La remarque que j’ai faite en #1 concerne un avenir éventuel que n’aborde pas Temps Libre. Elle essaye de dire qu’il y aurait deux temps dialectiques dans l’identification à la classe exploitée, l’effacement que nous connaissons depuis la restructuration mondiale du capitalisme, et le retour théorisé avec les concepts d’écart, puis de dépassement produit dans une conjoncture révolutionnaire. Sous quelle terminologie cela pourrait se produire ?
Alors je dis question de mots parce que même ceux de « condition ouvrière » sont passés de mode, et le prolétariat envisagé pour faire la révolution n’est pas constitué que d’ouvriers. En termes marxistes il s’agit plutôt de « condition prolétarienne » et d’une action ou activité de crise (c’est le terme d’Astarian) de la classe prolétarienne.
Peut-être que le vocabulaire du marxisme ne reviendra pas à l’identique ni dans la bouche des « prolétaires » ni dans le langage théorique, et tant pis puisqu’il n’aurait plus le même sens, au même titre que le concept de révolution communiste même, immédiate c’est-à-dire sans transition.
Quant à être sûr de la composition de classe de ceux qui font de la théorie, pour les voir appartenir à la CMS, c’est peut-être parce qu’on considère qu’un travail intellectuel ne peut pas être produit par un prolo, avec sans doute une image préconçue et grossière, et sic, obsolète de ce qu’il est aujourd’hui. Toujours est-il que cela me semble un faux problème tant que la théorie reste déductive, partant des concepts, avant de devenir éventuellement inductive, partant de faits concrets, à savoir des écarts réels suffisamment importants pour définir un changement de période historique. En quoi TC a reconnu à la rupture de SIC être allé vite en besogne. Les véritables théoriciens ne seront jamais que des poignées d’individus jusqu’au moment où les masses en viendront à la critique des armes, s’emparant d’une théorie auto-produite par leur action de classe même, que la théorie des théoriciens tente de préfigurer, sachant que ce ne serait pas une situation dans laquelle on demande son avis à un état major théorique : dans la fulgurance de l’événement insurrectionnel disparaît la frontière entre « lathéorie » et « lapratique ». Bref, que des théoriciens soit de couches moyennes ne saurait être un « indice » de la fin de l’exploitation d’une classe par une autre.

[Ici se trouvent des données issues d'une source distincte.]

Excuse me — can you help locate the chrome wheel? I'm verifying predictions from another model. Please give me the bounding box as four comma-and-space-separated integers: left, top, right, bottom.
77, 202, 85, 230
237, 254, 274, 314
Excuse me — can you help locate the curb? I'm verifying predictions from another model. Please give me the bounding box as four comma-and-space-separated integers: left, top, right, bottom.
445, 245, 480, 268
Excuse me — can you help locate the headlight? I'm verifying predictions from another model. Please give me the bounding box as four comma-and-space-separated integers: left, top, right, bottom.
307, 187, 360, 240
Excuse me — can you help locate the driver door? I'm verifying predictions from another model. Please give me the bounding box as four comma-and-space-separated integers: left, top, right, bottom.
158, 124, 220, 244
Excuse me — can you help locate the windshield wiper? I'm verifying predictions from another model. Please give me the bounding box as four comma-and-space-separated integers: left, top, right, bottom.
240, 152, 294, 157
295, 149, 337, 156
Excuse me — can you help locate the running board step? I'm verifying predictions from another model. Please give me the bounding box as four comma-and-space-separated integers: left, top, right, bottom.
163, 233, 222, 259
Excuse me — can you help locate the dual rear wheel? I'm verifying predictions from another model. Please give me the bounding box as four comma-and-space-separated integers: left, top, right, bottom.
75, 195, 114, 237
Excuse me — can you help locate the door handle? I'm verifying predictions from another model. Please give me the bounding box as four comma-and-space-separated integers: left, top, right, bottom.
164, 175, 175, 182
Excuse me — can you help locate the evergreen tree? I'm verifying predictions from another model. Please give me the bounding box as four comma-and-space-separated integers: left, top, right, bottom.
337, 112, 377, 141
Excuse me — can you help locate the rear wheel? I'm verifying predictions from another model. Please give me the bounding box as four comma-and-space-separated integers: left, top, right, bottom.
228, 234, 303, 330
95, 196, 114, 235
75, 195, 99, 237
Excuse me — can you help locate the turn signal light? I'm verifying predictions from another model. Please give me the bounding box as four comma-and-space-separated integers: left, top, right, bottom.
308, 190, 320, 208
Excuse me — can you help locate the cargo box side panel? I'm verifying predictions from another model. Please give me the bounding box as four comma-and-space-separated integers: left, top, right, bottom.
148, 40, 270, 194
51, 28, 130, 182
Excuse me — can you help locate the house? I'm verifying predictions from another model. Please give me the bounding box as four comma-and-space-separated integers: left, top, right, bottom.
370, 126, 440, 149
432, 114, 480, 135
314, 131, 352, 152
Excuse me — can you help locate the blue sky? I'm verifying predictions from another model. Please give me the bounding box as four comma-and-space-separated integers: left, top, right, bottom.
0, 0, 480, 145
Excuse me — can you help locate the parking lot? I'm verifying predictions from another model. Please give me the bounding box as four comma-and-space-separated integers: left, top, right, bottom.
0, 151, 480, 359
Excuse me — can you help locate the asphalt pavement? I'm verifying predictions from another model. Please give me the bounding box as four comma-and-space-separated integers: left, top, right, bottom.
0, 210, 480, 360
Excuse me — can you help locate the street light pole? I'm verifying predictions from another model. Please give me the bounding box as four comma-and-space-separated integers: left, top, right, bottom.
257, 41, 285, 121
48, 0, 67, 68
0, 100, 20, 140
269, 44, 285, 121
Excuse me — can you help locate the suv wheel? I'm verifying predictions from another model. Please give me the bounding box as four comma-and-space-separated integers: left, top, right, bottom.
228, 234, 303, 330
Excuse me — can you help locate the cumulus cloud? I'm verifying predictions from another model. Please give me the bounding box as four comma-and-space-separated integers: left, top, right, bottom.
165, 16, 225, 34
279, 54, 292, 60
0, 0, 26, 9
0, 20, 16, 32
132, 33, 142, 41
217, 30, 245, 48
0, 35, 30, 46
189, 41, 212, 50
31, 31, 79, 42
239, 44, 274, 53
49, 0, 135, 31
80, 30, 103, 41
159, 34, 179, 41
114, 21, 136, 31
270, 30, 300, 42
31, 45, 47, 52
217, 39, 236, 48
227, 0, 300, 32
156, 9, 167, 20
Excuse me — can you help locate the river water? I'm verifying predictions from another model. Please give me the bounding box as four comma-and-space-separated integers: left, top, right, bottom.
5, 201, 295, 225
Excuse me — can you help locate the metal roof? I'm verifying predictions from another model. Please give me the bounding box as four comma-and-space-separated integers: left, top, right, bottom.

Est-ce que ce mouvement peut se traduire par l’émergence d’une nouvelle identité révolutionnaire de classe, c’est l’hypothèse que je faisais, allant au-delà du moment actuel où s’arrête Temps Libre. J’ai parlé d’une vision optimiste car ce n’est pas en tant que telle que la disparition de l’identité ouvrière est une bonne chose en soi, et tout l’enfer des temps présents nous le rappelle chaque jour : il n’y a pas de restructuration sans défaite ouvrière.
Sans rejouer les débats sur la nature humaine etc. (re: TC, Dauvé et compagnie), je pense qu’on peut être marxiste sans penser que « la condition ouvrière est porteuse de communisme », par contre on est obligé de penser que le prolétariat en tant que catégorie constituée par l’exploitation est porteur de communisme (mais je chipote peut-être sur les mots). Les deux commentaires précédents soulignent cependant le problème derrière certaines élaborations (trop?) sophistiquées de la théorie de la communisation : la révolution communiste devient une sorte de processus inconscient. Pour citer Stoff : « C’est comme si le communisme était produit par la contradiction de catégories abstraites. Un peu comme la rencontre d’une masse d’air chaud et humide avec un front froid produit un gros nuage. On remplace la politique par la météorologie. » Pourtant, il me semble que le communisme est un ensemble de relations sociales transparentes et que tout « individu communiste » doit être conscient qu’il produit des rapports sociaux communistes ou y participe (pardonnez les approximations de langage). Comment faire la quadrature du cercle ? Je pense que le passant n’a pas tort : il faudra bien que réapparaisse, même brièvement, une identité (une conscience ? oups) prolétarienne, en décomposition et visant à se supprimer, mais quand même. Donc quoiqu’en dise Temps Libre, je pense bien que la monopolisation du mot « prolétariat » par les CMS est « entièrement à déplorer », désolé si ça fait de moi un ouvriériste ou programmatiste ou que sais-je.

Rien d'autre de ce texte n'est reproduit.